Everyone doing the sin also does the lawlessness, and the sin is the lawlessness (1 John 3:4).
Sin, as defined by Scripture, is lawlessness. This lawlessness is not merely the absence of a legal code; rather, it signifies a deliberate rejection of God’s revealed standard. Since members of the Church are placed as sons, we are not under any form of law. Nevertheless, we still have a standard: to believe in the character of Jesus Christ, to love one another as Christ has loved us, and to abide in Him (1 John 3:23–24). When we act apart from faith, such action is sin (Romans 14:23). This kind of behavior constitutes a rejection of God’s standard and a pursuit of our own way.
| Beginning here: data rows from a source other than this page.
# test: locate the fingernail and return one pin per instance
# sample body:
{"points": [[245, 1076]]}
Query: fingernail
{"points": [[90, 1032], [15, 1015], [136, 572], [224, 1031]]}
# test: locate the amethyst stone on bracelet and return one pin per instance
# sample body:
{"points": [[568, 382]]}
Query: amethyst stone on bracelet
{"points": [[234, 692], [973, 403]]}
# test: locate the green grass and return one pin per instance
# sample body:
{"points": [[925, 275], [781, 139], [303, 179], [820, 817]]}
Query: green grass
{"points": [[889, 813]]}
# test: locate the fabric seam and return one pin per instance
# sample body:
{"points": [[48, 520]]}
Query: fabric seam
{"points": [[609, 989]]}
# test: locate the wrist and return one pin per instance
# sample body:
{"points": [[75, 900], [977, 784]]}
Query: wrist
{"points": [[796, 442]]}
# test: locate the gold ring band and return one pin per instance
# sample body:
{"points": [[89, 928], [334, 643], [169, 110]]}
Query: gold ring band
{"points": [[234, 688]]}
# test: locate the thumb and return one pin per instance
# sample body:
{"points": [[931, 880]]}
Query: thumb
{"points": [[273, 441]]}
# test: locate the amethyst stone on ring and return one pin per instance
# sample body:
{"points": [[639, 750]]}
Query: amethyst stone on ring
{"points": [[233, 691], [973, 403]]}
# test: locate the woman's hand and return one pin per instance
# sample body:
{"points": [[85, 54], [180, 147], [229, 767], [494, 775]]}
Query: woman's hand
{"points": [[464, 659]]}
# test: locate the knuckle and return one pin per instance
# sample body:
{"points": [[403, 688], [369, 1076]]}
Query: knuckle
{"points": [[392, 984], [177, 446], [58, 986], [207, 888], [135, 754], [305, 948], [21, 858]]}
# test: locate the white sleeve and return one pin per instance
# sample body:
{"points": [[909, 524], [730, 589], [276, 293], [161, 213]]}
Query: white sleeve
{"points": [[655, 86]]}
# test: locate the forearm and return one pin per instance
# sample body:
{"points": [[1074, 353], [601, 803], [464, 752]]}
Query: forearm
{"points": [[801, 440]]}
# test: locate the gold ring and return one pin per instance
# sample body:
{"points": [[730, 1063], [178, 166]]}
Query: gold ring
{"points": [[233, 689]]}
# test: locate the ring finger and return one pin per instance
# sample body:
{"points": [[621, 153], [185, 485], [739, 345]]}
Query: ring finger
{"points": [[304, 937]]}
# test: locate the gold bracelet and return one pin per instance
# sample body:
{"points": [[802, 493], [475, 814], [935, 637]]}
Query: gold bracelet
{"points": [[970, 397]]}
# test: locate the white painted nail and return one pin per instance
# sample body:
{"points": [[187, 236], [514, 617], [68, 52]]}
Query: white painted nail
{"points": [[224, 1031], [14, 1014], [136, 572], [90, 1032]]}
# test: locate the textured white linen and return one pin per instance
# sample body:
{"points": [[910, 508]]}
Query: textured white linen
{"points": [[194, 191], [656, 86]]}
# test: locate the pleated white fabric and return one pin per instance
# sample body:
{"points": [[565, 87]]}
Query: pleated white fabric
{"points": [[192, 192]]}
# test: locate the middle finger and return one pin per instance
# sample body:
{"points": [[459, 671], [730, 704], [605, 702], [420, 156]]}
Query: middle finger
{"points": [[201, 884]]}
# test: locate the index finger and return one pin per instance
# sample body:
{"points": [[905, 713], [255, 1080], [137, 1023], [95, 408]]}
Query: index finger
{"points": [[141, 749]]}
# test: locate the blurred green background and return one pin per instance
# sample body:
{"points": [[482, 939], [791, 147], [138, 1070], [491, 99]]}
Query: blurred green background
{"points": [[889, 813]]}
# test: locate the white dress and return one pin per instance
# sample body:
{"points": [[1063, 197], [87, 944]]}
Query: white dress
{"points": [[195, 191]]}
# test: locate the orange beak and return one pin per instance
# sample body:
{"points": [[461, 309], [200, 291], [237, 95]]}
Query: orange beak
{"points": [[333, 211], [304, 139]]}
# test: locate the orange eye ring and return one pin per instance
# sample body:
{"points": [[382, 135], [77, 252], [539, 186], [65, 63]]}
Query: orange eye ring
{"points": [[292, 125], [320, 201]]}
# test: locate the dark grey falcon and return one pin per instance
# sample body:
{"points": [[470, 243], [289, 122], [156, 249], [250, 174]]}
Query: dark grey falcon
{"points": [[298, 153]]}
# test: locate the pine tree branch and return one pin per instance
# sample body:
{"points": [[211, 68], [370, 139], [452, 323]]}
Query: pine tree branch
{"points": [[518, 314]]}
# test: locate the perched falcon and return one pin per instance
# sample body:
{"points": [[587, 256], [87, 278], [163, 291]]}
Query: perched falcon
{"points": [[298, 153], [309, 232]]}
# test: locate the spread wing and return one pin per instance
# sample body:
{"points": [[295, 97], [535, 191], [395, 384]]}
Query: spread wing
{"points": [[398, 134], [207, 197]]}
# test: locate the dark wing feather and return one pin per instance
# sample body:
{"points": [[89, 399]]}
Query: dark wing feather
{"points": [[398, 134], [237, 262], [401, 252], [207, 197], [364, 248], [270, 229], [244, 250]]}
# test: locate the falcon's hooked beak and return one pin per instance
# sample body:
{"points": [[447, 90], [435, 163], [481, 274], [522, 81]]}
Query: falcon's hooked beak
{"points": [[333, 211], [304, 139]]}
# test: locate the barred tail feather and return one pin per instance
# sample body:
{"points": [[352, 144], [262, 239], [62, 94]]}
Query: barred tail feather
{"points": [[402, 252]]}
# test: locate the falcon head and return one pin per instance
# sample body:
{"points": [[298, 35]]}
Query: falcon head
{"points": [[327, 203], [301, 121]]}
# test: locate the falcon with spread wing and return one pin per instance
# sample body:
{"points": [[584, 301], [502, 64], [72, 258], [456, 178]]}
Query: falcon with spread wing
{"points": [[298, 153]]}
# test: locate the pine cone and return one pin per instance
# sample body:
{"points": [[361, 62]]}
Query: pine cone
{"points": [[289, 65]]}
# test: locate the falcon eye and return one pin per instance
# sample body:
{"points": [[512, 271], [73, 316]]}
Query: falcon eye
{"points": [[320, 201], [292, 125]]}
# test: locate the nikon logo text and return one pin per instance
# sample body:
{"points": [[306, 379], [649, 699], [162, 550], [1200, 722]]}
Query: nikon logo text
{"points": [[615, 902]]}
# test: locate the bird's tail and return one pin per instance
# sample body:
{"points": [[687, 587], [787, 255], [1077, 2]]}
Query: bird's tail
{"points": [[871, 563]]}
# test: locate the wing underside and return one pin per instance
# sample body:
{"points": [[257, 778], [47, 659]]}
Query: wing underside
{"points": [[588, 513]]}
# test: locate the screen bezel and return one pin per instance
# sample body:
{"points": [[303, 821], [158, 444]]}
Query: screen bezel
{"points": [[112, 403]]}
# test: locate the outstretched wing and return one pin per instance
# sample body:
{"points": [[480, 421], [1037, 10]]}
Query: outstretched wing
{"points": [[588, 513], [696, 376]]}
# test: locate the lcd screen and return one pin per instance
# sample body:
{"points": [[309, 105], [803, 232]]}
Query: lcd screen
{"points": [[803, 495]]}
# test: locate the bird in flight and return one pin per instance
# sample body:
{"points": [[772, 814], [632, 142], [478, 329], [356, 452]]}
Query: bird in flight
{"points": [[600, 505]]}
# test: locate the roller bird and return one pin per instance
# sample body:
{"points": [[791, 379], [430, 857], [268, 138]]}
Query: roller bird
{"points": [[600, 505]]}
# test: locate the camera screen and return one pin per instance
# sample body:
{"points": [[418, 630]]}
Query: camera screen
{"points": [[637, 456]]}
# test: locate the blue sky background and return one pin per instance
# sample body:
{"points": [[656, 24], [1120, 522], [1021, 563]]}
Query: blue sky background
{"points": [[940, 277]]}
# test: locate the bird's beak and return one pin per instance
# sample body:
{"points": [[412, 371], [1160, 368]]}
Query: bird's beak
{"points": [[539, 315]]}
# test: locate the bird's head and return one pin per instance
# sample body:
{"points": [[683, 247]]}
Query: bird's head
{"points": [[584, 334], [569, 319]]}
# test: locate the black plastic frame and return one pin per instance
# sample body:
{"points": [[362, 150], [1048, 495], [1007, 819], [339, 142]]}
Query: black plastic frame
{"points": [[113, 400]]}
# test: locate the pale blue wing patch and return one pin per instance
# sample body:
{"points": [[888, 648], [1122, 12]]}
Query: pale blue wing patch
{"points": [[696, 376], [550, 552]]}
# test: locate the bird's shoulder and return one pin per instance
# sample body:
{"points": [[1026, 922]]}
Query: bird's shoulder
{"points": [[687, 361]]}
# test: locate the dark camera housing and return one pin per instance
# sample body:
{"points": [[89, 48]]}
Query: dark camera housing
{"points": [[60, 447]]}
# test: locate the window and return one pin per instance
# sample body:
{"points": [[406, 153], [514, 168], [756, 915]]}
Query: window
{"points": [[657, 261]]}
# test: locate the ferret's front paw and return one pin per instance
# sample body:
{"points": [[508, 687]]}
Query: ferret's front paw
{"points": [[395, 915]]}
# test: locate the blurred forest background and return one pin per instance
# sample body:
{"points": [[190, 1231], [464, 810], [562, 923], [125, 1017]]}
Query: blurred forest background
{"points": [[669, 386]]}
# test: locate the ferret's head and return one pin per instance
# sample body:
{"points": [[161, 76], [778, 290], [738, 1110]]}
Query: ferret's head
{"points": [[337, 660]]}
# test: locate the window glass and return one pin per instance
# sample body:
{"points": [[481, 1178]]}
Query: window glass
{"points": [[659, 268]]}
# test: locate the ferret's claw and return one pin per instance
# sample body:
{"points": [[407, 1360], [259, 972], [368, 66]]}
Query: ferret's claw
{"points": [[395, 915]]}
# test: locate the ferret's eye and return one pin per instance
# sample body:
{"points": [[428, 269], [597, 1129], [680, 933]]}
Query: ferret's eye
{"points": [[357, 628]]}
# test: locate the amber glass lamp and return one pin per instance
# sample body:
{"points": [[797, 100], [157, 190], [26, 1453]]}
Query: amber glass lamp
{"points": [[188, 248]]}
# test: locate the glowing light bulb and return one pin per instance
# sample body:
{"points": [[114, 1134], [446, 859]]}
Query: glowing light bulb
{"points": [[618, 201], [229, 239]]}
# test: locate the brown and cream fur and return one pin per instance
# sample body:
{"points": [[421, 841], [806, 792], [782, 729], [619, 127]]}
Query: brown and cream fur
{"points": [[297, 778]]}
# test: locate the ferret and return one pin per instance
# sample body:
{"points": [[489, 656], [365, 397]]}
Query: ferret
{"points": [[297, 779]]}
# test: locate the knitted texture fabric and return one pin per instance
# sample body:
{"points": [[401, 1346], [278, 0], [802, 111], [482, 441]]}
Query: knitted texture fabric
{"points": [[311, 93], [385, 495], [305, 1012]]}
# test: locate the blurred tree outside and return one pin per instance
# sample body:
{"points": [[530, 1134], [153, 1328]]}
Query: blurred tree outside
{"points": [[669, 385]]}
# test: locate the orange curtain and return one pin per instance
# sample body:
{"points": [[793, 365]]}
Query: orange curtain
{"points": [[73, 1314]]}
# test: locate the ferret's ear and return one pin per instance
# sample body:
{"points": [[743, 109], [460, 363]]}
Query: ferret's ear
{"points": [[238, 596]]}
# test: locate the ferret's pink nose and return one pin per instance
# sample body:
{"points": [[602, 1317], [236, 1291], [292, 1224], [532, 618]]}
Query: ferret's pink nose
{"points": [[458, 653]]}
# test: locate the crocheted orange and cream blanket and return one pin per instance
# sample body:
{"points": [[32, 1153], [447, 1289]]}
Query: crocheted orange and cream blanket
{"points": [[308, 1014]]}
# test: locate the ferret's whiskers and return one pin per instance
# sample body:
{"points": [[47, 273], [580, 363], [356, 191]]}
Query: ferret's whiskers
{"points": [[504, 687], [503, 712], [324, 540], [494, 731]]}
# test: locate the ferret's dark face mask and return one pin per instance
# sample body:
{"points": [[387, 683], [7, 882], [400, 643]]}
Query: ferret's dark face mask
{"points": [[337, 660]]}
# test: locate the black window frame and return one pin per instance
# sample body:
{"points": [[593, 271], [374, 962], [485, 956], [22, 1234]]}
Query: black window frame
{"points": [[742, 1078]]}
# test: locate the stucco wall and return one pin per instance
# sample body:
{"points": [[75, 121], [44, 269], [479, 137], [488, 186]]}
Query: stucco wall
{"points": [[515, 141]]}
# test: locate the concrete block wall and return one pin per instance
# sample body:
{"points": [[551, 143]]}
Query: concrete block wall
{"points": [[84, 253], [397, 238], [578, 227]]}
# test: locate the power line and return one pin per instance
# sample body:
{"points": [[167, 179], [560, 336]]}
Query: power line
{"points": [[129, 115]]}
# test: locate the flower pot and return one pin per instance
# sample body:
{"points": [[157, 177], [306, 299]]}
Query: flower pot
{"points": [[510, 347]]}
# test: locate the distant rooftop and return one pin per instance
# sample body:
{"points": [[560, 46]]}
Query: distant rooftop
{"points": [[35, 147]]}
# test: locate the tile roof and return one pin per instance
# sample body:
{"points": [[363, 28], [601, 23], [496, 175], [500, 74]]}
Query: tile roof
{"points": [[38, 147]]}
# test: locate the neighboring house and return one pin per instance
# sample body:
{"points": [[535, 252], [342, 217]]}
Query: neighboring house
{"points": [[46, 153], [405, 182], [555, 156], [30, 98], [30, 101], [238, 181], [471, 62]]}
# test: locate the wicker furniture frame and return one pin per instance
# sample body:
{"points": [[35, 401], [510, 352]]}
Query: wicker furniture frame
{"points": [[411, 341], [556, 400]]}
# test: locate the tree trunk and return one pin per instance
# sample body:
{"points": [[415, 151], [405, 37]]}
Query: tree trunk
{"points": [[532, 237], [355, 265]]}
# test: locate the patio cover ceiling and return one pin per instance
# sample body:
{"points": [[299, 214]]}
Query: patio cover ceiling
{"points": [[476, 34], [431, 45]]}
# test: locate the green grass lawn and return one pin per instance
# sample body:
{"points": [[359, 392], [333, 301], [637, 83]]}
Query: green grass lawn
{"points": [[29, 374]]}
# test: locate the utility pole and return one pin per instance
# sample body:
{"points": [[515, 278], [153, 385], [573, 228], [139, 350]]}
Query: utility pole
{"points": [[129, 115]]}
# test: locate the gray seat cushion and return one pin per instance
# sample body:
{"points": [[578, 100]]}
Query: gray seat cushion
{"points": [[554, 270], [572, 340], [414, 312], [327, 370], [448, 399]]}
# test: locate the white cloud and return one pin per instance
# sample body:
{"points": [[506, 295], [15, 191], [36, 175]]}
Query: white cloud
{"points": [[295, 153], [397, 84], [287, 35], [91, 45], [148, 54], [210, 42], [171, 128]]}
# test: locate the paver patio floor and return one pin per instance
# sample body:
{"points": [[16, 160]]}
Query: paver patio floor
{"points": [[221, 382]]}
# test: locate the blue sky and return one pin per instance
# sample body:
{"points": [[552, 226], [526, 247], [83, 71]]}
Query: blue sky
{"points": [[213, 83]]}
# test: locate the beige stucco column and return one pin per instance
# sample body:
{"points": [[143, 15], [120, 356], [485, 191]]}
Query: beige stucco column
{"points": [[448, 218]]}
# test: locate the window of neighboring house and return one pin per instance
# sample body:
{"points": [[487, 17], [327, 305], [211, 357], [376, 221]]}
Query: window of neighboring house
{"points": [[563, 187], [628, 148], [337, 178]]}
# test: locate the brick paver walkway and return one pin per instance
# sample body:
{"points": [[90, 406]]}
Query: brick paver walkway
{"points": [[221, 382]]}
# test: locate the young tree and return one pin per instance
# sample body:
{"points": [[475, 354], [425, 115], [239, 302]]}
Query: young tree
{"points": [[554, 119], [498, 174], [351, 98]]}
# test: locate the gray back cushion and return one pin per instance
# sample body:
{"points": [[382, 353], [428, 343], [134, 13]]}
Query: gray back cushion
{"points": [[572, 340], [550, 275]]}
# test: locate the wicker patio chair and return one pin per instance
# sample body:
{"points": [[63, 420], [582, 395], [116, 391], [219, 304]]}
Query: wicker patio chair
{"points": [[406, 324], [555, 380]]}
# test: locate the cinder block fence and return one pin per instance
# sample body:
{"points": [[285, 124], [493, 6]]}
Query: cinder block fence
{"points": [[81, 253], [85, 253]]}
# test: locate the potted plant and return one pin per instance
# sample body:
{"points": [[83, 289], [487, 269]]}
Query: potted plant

The erroneous definitions of sin as “missing the mark” or “not living up to God’s standard—namely, His own glory, as in ‘all have fallen short of the glory of God’—originate from theology, not from Scripture.
Sin occurs when we act against the standard that we know God has set for us. Falling short of His glory refers to failing to live according to His opinion of us. Rather than allowing man-made religion and philosophy to define sin, we must hold to the Scriptural definition: sin is an act of lawlessness. As such, it is external to the body—never an internal condition of the mind—and it results from not living out from faith.
Since we have been freed from the rule of sin by being immersed into Christ’s death and resurrection—so that we may walk in newness of life (Romans 6:3–6)—let us reckon this to be true (Romans 6:11) and yield our members to righteousness (Romans 6:13), so that sin is no longer a part of our lives as we conduct ourselves in a manner consistent with living out from faith.